Favus – A Complete Medical Guide
Overview
Favus (also called “tinea favosa” or “scutular disease”) is a chronic fungal infection of the scalp, hair follicles, and sometimes other skin sites. It is caused primarily by the dermatophyte Trichophyton schoenleinii. The disease is characterized by thick, cup‑shaped crusts (called scutula) that surround the hair shafts, leading to hair loss and scarring.
Who it affects
- Most common in children 5–15 years old, though adults can be infected.
- Historically prevalent in low‑income, rural communities with limited access to clean water and healthcare.
- Higher incidence reported in parts of South Asia, the Middle East, Africa, and some Mediterranean islands.
Prevalence
- Worldwide prevalence is low (< 1 % of all dermatophyte infections) but varies dramatically by region. In the Indian subcontinent, favus accounts for up to 15 % of scalp mycoses in children (Mayo Clinic, 2022).
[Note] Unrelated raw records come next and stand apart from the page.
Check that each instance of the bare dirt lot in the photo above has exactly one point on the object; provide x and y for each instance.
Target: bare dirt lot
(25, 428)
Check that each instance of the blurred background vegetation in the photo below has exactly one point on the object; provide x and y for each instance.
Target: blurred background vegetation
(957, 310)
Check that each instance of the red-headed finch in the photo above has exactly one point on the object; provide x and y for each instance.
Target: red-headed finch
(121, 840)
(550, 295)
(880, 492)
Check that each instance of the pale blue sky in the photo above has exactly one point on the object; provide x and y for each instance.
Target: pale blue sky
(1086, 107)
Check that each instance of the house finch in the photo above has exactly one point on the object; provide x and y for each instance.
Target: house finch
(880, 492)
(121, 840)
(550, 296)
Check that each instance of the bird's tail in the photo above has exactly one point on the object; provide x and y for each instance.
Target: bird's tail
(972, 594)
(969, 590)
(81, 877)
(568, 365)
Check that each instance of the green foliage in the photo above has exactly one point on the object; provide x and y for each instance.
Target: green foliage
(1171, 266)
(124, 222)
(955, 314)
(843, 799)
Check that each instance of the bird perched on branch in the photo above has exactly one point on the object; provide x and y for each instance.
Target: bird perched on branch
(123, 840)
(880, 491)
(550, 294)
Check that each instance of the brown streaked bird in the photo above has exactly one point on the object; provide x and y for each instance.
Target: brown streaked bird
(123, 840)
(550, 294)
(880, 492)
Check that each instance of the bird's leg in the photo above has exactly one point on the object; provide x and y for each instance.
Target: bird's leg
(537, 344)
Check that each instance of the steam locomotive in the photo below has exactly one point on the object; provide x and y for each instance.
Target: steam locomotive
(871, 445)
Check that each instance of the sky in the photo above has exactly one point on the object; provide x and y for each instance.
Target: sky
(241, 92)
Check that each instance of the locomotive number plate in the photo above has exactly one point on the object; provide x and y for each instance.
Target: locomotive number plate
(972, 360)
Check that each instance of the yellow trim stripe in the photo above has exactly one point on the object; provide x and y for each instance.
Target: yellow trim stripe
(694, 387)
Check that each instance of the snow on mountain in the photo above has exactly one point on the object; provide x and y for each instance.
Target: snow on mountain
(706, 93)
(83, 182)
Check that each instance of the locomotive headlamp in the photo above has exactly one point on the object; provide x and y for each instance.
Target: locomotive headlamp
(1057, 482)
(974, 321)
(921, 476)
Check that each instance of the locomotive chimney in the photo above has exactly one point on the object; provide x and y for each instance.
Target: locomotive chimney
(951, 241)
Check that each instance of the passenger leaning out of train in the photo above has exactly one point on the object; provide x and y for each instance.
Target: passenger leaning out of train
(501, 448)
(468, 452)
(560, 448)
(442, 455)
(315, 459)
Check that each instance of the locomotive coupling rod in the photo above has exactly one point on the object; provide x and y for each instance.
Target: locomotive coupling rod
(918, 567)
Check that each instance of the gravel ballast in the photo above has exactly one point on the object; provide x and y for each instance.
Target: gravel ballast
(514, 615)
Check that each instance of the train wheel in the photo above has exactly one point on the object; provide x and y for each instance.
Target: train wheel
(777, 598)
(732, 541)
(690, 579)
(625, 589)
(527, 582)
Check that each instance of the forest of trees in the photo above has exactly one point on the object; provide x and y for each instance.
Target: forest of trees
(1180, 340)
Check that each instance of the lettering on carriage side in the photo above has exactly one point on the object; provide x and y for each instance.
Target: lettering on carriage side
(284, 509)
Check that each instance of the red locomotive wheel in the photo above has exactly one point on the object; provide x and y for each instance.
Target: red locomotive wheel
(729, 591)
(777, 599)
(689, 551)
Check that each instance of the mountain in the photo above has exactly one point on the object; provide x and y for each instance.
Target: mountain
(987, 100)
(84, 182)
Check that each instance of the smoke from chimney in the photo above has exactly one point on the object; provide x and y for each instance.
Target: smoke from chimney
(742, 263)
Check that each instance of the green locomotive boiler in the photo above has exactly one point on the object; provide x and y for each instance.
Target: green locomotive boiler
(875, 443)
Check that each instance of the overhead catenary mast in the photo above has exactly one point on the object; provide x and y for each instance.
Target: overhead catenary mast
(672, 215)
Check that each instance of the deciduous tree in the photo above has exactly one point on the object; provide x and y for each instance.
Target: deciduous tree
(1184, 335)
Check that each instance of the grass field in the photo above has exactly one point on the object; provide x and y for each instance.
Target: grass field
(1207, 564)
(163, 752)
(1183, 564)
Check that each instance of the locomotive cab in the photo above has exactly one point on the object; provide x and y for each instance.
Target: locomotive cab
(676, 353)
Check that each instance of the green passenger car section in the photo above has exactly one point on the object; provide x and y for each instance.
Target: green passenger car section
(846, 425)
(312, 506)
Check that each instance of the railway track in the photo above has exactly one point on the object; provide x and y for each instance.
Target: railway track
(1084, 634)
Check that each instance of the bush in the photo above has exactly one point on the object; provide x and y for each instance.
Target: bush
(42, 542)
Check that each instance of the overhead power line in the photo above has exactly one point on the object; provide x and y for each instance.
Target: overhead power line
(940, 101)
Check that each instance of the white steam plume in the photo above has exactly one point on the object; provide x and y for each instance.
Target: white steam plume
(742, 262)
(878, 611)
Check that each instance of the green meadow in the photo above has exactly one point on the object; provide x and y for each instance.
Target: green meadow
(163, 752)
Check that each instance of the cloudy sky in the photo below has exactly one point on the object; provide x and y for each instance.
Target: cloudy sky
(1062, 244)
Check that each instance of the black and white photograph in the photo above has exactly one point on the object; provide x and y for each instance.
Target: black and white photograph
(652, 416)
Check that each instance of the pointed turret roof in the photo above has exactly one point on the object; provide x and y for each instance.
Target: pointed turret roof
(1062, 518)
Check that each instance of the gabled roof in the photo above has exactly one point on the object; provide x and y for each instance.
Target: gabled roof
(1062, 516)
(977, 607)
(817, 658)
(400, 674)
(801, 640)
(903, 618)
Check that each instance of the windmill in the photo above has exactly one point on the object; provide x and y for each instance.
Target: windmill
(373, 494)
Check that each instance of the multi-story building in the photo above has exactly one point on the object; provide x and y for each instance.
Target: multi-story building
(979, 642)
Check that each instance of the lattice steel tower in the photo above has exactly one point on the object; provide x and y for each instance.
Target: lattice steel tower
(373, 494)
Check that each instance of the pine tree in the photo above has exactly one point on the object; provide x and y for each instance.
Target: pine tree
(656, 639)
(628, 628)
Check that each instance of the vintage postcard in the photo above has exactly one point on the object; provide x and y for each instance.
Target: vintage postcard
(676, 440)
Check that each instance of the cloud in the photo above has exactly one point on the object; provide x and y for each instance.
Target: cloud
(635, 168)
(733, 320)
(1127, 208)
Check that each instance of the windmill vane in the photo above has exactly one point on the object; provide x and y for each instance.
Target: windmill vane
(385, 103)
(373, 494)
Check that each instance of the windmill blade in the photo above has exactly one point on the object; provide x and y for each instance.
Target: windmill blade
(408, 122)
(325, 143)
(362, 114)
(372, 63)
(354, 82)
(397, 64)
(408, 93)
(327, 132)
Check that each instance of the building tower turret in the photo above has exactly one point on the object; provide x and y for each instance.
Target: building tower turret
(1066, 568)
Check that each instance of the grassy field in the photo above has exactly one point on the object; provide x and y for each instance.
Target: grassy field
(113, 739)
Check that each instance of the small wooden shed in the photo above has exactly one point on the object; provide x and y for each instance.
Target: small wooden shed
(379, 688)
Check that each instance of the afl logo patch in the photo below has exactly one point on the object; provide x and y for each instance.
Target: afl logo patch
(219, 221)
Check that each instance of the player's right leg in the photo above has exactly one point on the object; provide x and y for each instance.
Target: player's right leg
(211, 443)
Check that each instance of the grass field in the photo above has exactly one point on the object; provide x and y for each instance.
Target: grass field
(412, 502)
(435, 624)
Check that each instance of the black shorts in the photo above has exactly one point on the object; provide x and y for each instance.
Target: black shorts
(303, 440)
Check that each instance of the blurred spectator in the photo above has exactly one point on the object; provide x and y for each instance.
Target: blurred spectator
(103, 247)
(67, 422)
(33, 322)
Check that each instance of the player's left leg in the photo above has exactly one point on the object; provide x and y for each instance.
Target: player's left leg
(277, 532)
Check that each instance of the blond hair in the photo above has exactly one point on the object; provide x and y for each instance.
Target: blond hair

- In the United States, favus is rare, representing less than 0.5 % of all tinea capitis cases (CDC, 2021).
Symptoms
Favus develops slowly, often over months. The clinical picture can be confused with other scalp disorders, so careful description is essential.
Primary skin findings
- Scutula (cup‑shaped crust): Thick, yellow‑brown or honey‑colored scale that adheres to the scalp and forms a “cup” around a hair shaft. The central area may be raised and keratinous.
- Hair loss (alopecia): Small, well‑circumscribed patches of hair loss around each scutulum; hair often breaks at the scalp level.
- Scarring: Repeated inflammation can lead to permanent, cicatricial alopecia.
- Itching or mild pain: Usually minimal; intense pruritus is uncommon compared with other tinea infections.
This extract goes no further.